It’s May 10 and that means it’s time to look at three of the greatest Kentucky Wildcats to dawn the No. 10 on their uniform.
Here we find perhaps are largest load of talent yet. Thus, the remarkable current UK Women’s Basketball star Rhyne Howard, Baseball standout J.T. Riddle and Layton Rouse whose number is retired by Kentucky Men’s Basketball did not make the cut.
We still find three UK Athletics Hall of Famers with two coming from the gridiron and the other from the hardwood.
Moe Williams (Football 1993-95)
Outside of Benny Snell and Sonny Collins, there’s perhaps no better running back in the history of Kentucky Football than Moe Williams. In three seasons with the Wildcats, Williams ran for 3,333 yards and 26 touchdowns while adding 313 receiving yards. He ranks third in program history in career rushing yards and is tied for second in touchdowns.
In 1995, Williams ran for a career-high 1,600 yards, which led the SEC and set a single-season program record that still stands today. He also added 17 touchdowns to help first-team All-SEC and the SEC Offensive Back of the Year.
On Sept. 23, 1995, of Williams broke the program’s single-game rushing record when he exploded for 299 yards against South Carolina. He scored four touchdowns that day, which puts him in a five-way tie for the programs’ single-game record.
He was drafted in the third round of the 1996 NFL Draft by the Minnesota Vikings and went onto play 10 NFL seasons with all but nine coming in Minnesota. Williams was inducted into the UK Athletics Hall of Fame in 2007.
Babe Parilli (Football 1949-51)
Despite playing in an era of football that was known for being run-heavy, Babe Parilli is still seen as the best quarterback in UK program history by many.
In three seasons as Kentucky’s starting quarterback, Parilli led the Wildcats to a 28-8 record. He was named a first-team All-American in 1950 and 1951 while finishing third and fourth in Heisman Trophy voting. The two-time All-American led Kentucky to an 11-1 1950 season that ended with an SEC Championship, Sugar Bowl victory over Oklahoma and the programs lone National Championship.
Parilli’s career 4,351 passing yards rank eighth in program history while his 50 passing touchdowns rank fourth. He was drafted fourth overall in the 1952 NFL Draft by the Green Bay Packers. As a member of the New York Jets in 1968, Parilli earned a Super Bowl ring. He was inducted into the UK Athletics Hall of Fame in 2005.
Louie Dampier (Men’s Basketball 1964-67)
Our final No. 10 is the legendary Louie Dampier.

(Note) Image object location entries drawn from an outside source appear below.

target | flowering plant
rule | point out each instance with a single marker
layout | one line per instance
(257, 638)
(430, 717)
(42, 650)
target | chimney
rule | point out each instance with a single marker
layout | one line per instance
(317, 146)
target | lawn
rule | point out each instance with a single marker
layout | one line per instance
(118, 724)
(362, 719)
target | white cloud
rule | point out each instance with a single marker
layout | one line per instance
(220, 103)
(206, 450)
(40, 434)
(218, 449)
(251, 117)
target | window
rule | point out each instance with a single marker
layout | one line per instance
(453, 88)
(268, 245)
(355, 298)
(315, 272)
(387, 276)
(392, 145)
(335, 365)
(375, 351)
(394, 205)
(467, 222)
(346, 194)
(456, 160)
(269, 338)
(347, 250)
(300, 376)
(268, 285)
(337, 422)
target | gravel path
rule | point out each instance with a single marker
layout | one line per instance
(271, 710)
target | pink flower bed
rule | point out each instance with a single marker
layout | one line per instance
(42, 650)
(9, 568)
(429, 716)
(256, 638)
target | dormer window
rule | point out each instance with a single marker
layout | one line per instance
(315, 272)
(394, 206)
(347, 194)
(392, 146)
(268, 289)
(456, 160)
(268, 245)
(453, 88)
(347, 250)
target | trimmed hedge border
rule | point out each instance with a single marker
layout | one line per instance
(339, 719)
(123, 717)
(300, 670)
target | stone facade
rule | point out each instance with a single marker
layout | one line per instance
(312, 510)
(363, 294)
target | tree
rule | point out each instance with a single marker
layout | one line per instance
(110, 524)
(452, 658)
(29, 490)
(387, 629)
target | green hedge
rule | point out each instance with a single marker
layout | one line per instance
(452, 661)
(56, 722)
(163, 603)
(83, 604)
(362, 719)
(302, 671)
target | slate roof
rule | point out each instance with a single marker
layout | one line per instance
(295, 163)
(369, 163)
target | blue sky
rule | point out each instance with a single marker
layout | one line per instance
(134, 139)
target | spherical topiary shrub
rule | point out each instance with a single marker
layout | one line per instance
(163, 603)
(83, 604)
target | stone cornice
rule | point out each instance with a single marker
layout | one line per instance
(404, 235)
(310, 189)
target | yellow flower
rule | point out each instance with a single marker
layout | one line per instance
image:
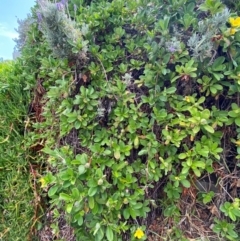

Dampier played three seasons for the Wildcats and scored 1,575 points with 409 rebounds.
He was named First Team All-SEC three times and a Consensus Second-team All-American in both 1966 and 1967. During the 1965-66 season, Dampier averaged 21.1 points with 4.9 rebounds.
The Cincinnati Royals drafted Dampier in the 1967 NBA Draft. He went onto play most of his pro career in the ABA with the Kentucky Colonels, where he became a seven-time all-star. He was inducted into the UK Athletics Hall of Fame in 2005. His No. 10 now hangs in the Rupp Arena rafters.